Like the property owners, the dissent declares that the shunts over which plaintiff tripped were “electrical equipment” for purposes of 34 RCNY 2-20, without offering any support for that conclusion that can be found in the record or elsewhere. Again, the Con Edison witness on whose deposition testimony the dissent relies was a record searcher who readily admitted that he was unfamiliar with the technical jargon related to the manner in which power was restored to the property in question. Further, we disagree with the dissent’s statement that the utility that places shunts on a sidewalk has the sole responsibility to protect pedestrians from tripping over them. The rules that the dissent cites in support of that proposition do not say that. 34 RCNY 2-20 (b) (7) merely provides that “[t]he sidewalk areas over which the shunt runs and all wires shall be protected and ramped with a reflective covering.” 34 RCNY 2-05 (d) (17) *520only says that “[a]ll equipment hoses, cables, or wires placed on the sidewalk while in use shall be bridged and protected by warning signs and/or lights.” Nothing in those rules even implies that utilities have exclusive control over sidewalk shunts so that homeowners deriving a special use from them have no obligation to protect pedestrians from harm posed by the shunts. Thus, because there is a question regarding the extent to which the property owners had control over the shunts, which the property owners acknowledge were for their benefit, an issue of fact exists whether they made special use of them and thus created an obligation to prevent harm arising from the hazard (see Cook, 51 AD3d at 448; Eliassian, 300 AD2d at 51).
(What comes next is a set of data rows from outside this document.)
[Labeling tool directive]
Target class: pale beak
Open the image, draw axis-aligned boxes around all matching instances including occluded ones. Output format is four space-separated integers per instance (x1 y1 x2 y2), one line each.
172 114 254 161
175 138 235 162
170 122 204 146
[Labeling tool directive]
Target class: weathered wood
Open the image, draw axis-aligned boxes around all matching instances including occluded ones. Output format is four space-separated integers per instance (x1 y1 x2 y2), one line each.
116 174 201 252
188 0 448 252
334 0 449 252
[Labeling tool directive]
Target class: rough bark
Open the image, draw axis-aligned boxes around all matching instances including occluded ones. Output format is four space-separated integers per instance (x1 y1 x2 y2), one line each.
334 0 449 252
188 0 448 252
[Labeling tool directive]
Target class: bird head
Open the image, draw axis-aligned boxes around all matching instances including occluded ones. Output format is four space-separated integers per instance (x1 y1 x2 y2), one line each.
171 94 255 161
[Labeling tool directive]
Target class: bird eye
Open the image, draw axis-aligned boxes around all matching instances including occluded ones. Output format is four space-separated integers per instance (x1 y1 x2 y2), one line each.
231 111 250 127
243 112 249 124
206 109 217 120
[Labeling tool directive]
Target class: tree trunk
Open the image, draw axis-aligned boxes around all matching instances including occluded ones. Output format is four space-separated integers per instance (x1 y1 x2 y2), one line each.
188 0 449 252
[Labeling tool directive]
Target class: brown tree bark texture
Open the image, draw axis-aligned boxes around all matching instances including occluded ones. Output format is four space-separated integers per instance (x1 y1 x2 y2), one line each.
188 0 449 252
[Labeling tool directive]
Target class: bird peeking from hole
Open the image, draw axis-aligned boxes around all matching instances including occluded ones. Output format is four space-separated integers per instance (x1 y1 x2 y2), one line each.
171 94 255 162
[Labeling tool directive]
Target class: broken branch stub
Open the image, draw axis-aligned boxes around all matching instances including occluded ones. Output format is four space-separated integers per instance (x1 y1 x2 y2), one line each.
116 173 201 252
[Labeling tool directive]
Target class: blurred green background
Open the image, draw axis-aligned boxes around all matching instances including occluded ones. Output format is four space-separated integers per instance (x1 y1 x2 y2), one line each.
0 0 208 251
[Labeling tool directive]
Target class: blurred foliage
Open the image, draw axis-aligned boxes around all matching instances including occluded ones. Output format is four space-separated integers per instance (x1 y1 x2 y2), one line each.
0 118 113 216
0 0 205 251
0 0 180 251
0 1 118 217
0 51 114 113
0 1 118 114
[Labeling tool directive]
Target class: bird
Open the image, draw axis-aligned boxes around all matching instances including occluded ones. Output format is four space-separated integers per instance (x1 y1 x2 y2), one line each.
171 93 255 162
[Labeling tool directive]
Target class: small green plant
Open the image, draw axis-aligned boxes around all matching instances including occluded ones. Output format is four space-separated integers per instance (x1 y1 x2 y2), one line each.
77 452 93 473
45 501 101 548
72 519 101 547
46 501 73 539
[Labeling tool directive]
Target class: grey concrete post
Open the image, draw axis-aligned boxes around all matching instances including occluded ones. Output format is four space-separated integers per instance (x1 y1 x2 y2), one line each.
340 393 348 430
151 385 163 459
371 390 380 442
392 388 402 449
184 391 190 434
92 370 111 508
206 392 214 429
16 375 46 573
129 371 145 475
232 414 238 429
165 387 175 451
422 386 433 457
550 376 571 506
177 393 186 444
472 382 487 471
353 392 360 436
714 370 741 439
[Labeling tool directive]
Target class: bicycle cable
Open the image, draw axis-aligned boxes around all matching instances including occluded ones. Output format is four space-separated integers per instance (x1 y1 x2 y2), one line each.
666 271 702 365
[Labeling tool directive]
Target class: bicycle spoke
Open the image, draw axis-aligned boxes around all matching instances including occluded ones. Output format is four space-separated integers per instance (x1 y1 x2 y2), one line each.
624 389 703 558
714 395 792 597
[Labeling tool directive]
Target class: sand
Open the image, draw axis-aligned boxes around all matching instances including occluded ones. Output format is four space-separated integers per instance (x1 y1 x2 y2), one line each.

Finally, we reject the property owners’ argument that, even if they had control over the shunts, they had no duty to maintain the condition, pursuant to section 7-210 of the Administrative Code of the City of New York. That section states that “[f]ailure to maintain [a] sidewalk in a reasonably safe condition shall include, but not be limited to, the negligent failure to install, construct, reconstruct, repave, repair or replace defective sidewalk flags and the negligent failure to remove snow, ice, dirt or other material from the sidewalk.” (Administrative Code § 7-210 [a].) We have previously stated that the tripping hazard posed by electrical shunts traversing a sidewalk implicates the Administrative Code (see Cook, 51 AD3d at 448). Accordingly, the property owners had a nondelegable duty to keep the sidewalk safe (see id.; Collado v Cruz, 81 AD3d 542 [1st Dept 2011]). Concur — Mazzárelli, J.P., DeGrasse, Richter and Clark, JJ.